Примерно так же разворачивались события в Аккульском районе, где восстание началось в апреле 1930 г. с избиения уполномоченного по хлебозаготовкам разъярённой толпой в одном из аулов. Эта новость разнеслась быстро, и чуть позже больше тысячи человек, в том числе триста вооружённых всевозможным «примитивным оружием», напали на Аккуль, полностью разрушив посёлок. Местное партийное руководство к тому моменту уже обратилось в бегство, так что на пути у толпы никто не встал. Предводители кочевников раздали конфискованный хлеб и объявили восстание завершённым. Для поддержания порядка они выбрали комитет из пяти человек. Весть о «победе» облетела аулы. Но такое положение длилось недолго. Согласно сводке ОГПУ, с приходом красноармейской части советская власть была восстановлена[773].

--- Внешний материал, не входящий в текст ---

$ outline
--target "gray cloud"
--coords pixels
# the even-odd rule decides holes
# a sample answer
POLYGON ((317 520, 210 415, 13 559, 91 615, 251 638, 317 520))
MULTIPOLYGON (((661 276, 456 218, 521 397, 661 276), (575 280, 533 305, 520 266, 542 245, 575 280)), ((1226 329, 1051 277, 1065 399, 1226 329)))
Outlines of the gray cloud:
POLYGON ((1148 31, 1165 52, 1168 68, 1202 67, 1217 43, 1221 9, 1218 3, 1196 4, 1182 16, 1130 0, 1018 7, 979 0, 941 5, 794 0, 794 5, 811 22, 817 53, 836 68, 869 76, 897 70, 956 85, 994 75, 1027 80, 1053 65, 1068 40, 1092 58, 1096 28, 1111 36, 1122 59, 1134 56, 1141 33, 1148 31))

Разгром райцентра в припадке необузданной ярости, бегство коммунистов и возвращение отобранного имущества явно полностью удовлетворили аккульских кочевников. Такие стихийные вспышки насилия, локальные и преследующие ограниченные цели, по большей части характерны для сопротивления коллективизации в Казахстане. Как только путь мятежникам преграждала превосходящая сила, они отступали в свои аулы. Их интересы не выходили за пределы непосредственного окружения и повседневных забот. Правда, никто не мог дать гарантию, что они не возьмутся за оружие снова по аналогичному поводу или не скооперируются с другими повстанцами, и данное обстоятельство, с точки зрения большевиков, представляло серьёзную опасность. Поэтому сотрудники ОГПУ неутомимо выискивали подстрекателей и организаторов подобных беспорядков. А поскольку чекисты всегда боялись проглядеть врага, то предпочитали перегнуть палку[774].

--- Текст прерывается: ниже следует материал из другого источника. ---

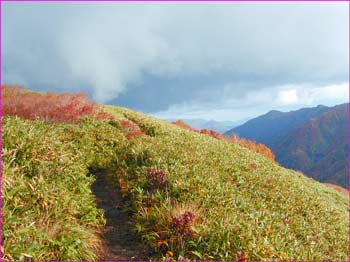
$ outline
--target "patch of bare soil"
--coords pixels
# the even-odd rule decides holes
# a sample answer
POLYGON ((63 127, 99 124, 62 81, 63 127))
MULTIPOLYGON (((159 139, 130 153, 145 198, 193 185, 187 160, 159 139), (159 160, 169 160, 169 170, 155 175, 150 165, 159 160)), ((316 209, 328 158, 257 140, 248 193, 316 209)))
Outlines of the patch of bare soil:
POLYGON ((149 260, 149 249, 137 240, 132 230, 131 217, 122 211, 119 189, 108 183, 105 171, 94 175, 96 181, 92 191, 96 196, 97 207, 104 210, 107 221, 102 231, 104 250, 99 260, 149 260))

Вечная обеспокоенность тем, как поступит другая сторона, в известной мере роднила кочевников и коммунистов. При определённых условиях беспокойство или страх не заставляет людей фаталистически ждать, что будет (с ними), а ведёт к эскалации насилия. Не зная намерений противника, люди пытаются обеспечить себе безопасность собственными действиями. Как показал Юрг Хельблинг, группы часто прибегают к насилию потому, что считают слишком рискованным дожидаться акций противника[775]. Мир, сказал однажды Петер Вальдманн, «рождается в результате осознанного и желаемого сторонами консенсуса», тогда как насилие в основном воспроизводит себя само[776]. Возможно, ещё и поэтому восстание показалось целесообразным казахам Казалинского района. В их положении — перед лицом абсурдно высоких норм хлебосдачи и беспощадности коммунистов — выжидание и переговоры помочь уже не могли.

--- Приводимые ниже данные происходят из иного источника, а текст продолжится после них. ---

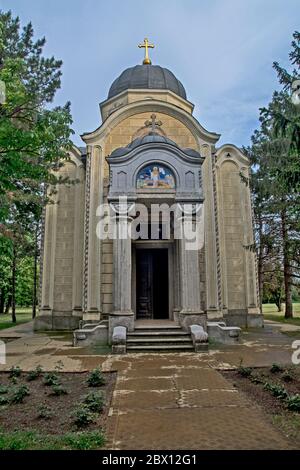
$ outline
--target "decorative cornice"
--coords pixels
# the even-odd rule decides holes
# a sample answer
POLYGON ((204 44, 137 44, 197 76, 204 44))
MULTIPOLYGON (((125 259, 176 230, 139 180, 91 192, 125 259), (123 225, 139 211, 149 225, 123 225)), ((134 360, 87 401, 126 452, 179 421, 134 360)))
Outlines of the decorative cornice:
POLYGON ((81 138, 87 144, 96 143, 127 117, 144 112, 163 113, 178 119, 190 130, 198 145, 200 145, 201 141, 215 144, 220 138, 220 134, 207 131, 194 116, 178 106, 158 100, 143 100, 127 104, 109 116, 95 131, 84 133, 81 135, 81 138))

Вспышками насилия казахи показывали, что они — не пассивные объекты устроенной государством экспроприации. Говоря словами социолога Дирка Беккера: «Тот, кто решается на насилие, остаётся в игре и заставляет считаться с собой при следующих ходах»[777]. Вместе с тем здесь, видимо, проявляли себя специфические стороны крестьянской морали, которая, по наблюдениям Вальтера Шперлинга, не чуралась «дозированного» насилия, причём не обязательно направленного против государственной или иной власти[778]. Но если, например, в русской деревне XIX в. и крестьяне, и представители государственной власти мирились (по большей части) с насилием, которое не выходило из-под контроля и не преступало определённых границ, то большевики гораздо жёстче реагировали на любые признаки строптивости кочевников.
Более или менее стихийные взрывы «народного гнева» представляли досадную, но довольно легко решаемую проблему. Куда больше неприятностей доставили чекистам несколько хорошо организованных восстаний. Во всех районах Казахстана исламское духовенство, влиятельные клановые старейшины и сторонники эмигрировавших ветеранов антисоветского сопротивления призывали к «священной войне» против большевиков. Требовали они одного и то же: прогнать коммунистов, создать ханства, ввести в действие шариат, распустить колхозы, вернуть конфискованные имущество и скот законным владельцам. И обещания их звучали похоже: дескать, помощь из-за границы вот-вот придёт, власти большевиков скоро настанет конец, восстания уже начались по всему Советскому Союзу.
Подобные заявления, которые не поддавались проверке, но слушателям могли казаться правдоподобными, входили в стандартный репертуар тех, кто агитировал за сопротивление[779]. Но не только предводители мятежа распространяли такого рода спекуляции. В этом принимал участие чуть ли не каждый. Масса слухов и вестей, которые опровергали друг друга не реже, чем подкрепляли, отражала растерянность населения в ситуации коренного перелома, вызванного коллективизацией[780]. Слухи особенно процветают в «обществах, охваченных страхом», там, где люди не уверены ни в собственном положении, ни в собственном будущем[781]. Часто эти ненадёжные сведения представляли собой вообще единственную доступную информацию, причём во многих местах не только для кочевников, но и для коммунистов, поскольку коммуникационные системы советского государства, и так находившиеся в плачевном состоянии, во время беспорядков полностью выходили из строя[782].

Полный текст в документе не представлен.